[feat] Add NoDuplicatesFastBatchSampler #3611

hotchpotch · 2026-01-09T07:43:46Z

The current NoDuplicatesBatchSampler can become significantly slow when working with datasets that have many duplicate values across query / positive / negatives columns, especially with large batch sizes (e.g., bs=8192). This is particularly noticeable with triplet or hard negatives data.

Summary of Changes

This PR adds NoDuplicatesFastBatchSampler, which speeds up duplicate checking by pre-computing xxhash 64-bit values for each sample using datasets.map(). It maintains the same batch construction policy as NoDuplicatesBatchSampler (avoiding duplicates within a batch) while significantly improving performance.

Since this approach increases memory usage, both options are provided:

NO_DUPLICATES: Existing sampler (memory-efficient)
NO_DUPLICATES_FAST: New sampler (faster, but uses more memory)

Benchmarks (MS MARCO)

Benchmarked using the following HuggingFace datasets:

sentence-transformers/msmarco-co-condenser-margin-mse-sym-mnrl-mean-v1 / triplet-hard
sentence-transformers/msmarco-co-condenser-margin-mse-sym-mnrl-mean-v1 / triplet-50

Conditions

Batch size: 128 and 8192
Hash parallelization: num_proc=8
Progress bar disabled (--no-progress-bar)

The table below summarizes execution time, memory usage, and batch counts. Memory is measured using USS (Unique Set Size). The fast sampler stores hash values as NumPy int64 arrays, which accounts for the increased memory usage. The original NO_DUPLICATES checks values on-the-fly and does not increase memory usage.

dataset	sampler	bs	total_time	hash_time	hash_uss_current	hash_uss_peak	batches (ideal/delta)
triplet-50	NO_DUPLICATES	128	71.386s	n/a	n/a	n/a	3929 (ideal=3929, delta=0)
triplet-50	NO_DUPLICATES_FAST	128	3.496s	3.724s	211.61MiB	211.62MiB	3929 (ideal=3929, delta=0)
triplet-50	NO_DUPLICATES	8192	283.215s	n/a	n/a	n/a	58 (ideal=61, delta=3)
triplet-50	NO_DUPLICATES_FAST	8192	6.835s	3.723s	201.52MiB	201.54MiB	58 (ideal=61, delta=3)
triplet-hard	NO_DUPLICATES	128	405.658s	n/a	n/a	n/a	91114 (ideal=91114, delta=0)
triplet-hard	NO_DUPLICATES_FAST	128	261.424s	4.674s	314.26MiB	510.76MiB	91114 (ideal=91114, delta=0)
triplet-hard	NO_DUPLICATES	8192	171.853s	n/a	n/a	n/a	1423 (ideal=1423, delta=0)
triplet-hard	NO_DUPLICATES_FAST	8192	21.567s	4.579s	313.82MiB	526.93MiB	1423 (ideal=1423, delta=0)

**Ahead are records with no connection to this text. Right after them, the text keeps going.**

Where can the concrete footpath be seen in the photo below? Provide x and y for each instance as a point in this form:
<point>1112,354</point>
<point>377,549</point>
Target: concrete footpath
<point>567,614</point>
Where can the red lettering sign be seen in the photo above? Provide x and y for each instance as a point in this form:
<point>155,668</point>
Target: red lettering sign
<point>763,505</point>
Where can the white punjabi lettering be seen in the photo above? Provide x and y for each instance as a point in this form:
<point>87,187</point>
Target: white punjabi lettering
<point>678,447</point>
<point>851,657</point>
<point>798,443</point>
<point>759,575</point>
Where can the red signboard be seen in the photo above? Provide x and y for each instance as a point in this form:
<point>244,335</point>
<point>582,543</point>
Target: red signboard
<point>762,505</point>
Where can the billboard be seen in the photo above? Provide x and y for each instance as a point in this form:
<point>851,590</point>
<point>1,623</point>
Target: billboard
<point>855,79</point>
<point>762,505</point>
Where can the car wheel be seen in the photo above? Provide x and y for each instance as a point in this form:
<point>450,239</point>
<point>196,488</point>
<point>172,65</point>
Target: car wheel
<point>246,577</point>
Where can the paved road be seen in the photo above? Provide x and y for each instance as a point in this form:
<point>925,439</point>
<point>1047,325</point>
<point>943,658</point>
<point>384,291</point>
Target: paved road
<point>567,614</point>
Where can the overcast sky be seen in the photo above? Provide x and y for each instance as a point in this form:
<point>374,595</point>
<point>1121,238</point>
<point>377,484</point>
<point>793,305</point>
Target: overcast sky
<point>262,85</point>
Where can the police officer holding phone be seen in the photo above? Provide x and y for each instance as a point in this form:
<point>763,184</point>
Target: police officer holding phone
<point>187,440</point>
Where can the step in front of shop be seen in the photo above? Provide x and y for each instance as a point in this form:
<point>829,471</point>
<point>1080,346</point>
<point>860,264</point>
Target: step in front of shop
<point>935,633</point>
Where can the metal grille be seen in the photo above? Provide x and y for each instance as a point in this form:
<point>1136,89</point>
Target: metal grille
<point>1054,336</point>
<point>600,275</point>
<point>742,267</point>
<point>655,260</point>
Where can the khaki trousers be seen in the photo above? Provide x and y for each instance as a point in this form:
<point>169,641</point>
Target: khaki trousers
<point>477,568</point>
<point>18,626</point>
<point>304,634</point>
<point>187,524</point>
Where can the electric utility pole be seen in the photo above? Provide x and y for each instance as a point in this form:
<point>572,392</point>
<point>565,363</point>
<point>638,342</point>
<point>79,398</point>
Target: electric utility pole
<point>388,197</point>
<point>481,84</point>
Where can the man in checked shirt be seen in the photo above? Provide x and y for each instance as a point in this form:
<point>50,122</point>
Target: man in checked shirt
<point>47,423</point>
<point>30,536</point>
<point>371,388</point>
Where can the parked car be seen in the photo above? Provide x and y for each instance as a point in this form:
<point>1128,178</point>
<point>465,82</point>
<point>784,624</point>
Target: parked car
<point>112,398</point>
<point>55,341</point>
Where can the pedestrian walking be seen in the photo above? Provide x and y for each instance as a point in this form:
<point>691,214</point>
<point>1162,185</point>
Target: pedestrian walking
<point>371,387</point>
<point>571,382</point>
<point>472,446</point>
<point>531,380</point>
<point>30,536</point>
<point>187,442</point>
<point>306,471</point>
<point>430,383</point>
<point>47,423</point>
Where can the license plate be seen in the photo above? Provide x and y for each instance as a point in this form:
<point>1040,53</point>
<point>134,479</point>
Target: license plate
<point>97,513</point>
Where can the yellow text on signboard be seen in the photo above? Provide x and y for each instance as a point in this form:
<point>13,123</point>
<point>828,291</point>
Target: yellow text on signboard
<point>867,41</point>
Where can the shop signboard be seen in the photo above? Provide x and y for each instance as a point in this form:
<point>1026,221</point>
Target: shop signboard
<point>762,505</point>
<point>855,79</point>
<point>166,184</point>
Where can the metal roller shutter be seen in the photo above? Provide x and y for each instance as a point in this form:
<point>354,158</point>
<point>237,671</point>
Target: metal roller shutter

Environment: Ryzen 9 7950 (num_proc=8), Ubuntu 24

Memory Considerations

This implementation stores hash values as int64 NumPy ndarrays, which increases memory usage compared to the current NoDuplicatesBatchSampler.

For reference, using sentence-transformers/msmarco-co-condenser-margin-mse-sym-mnrl-mean-v1:

triplet-50 (503,302 rows): ~200MiB additional memory
triplet-hard (11,662,655 rows): ~314MiB additional memory

Therefore, users can choose between:

NO_DUPLICATES: Memory-efficient (existing)
NO_DUPLICATES_FAST: Faster (new)

How It Works

On first iteration only: Use datasets.map() to retrieve all values from query / positive / negatives columns
Hash strings using xxhash 64-bit
Store hash arrays per row as NumPy arrays (assumes fixed-length rows, which is valid since query, positive, and negatives columns are consistent within a dataset)
In __iter__, use hash arrays for fast duplicate checking while constructing batches

Implementation Notes

While xxhash64 can theoretically produce hash collisions, the probability is extremely low. Even if a collision occurs, it would only result in excluding a non-duplicate sample from the same batch, which has minimal impact on training. Therefore, this is considered negligible in practice.
Hashing is parallelized using datasets.map(..., num_proc=N) for speed.
I haven't found other places in this project that use multiprocessing in a similar way. If a different implementation style is preferred, or if parallelization should be avoided, please let me know.
The number of parallel workers is capped at 8 even on machines with more cores. Feedback on whether this default is appropriate is welcome.
Suggestions for better optimization approaches or alternative implementations are also welcome.

Benchmark Commands

# triplet-50, bs=128
python examples/sentence_transformer/evaluation/evaluation_no_dup_batch_sampler_speed.py \
  --dataset-subset triplet-50 --batch-size 128 --target default --target fast --no-progress-bar --measure-hash-uss --num-proc 8

# triplet-50, bs=8192
python examples/sentence_transformer/evaluation/evaluation_no_dup_batch_sampler_speed.py \
  --dataset-subset triplet-50 --batch-size 8192 --target default --target fast --no-progress-bar --measure-hash-uss --num-proc 8

# triplet-hard, bs=128
python examples/sentence_transformer/evaluation/evaluation_no_dup_batch_sampler_speed.py \
  --dataset-subset triplet-hard --batch-size 128 --target default --target fast --no-progress-bar --measure-hash-uss --num-proc 8

# triplet-hard, bs=8192
python examples/sentence_transformer/evaluation/evaluation_no_dup_batch_sampler_speed.py \
  --dataset-subset triplet-hard --batch-size 8192 --target default --target fast --no-progress-bar --measure-hash-uss --num-proc 8

Feedback and suggestions are appreciated!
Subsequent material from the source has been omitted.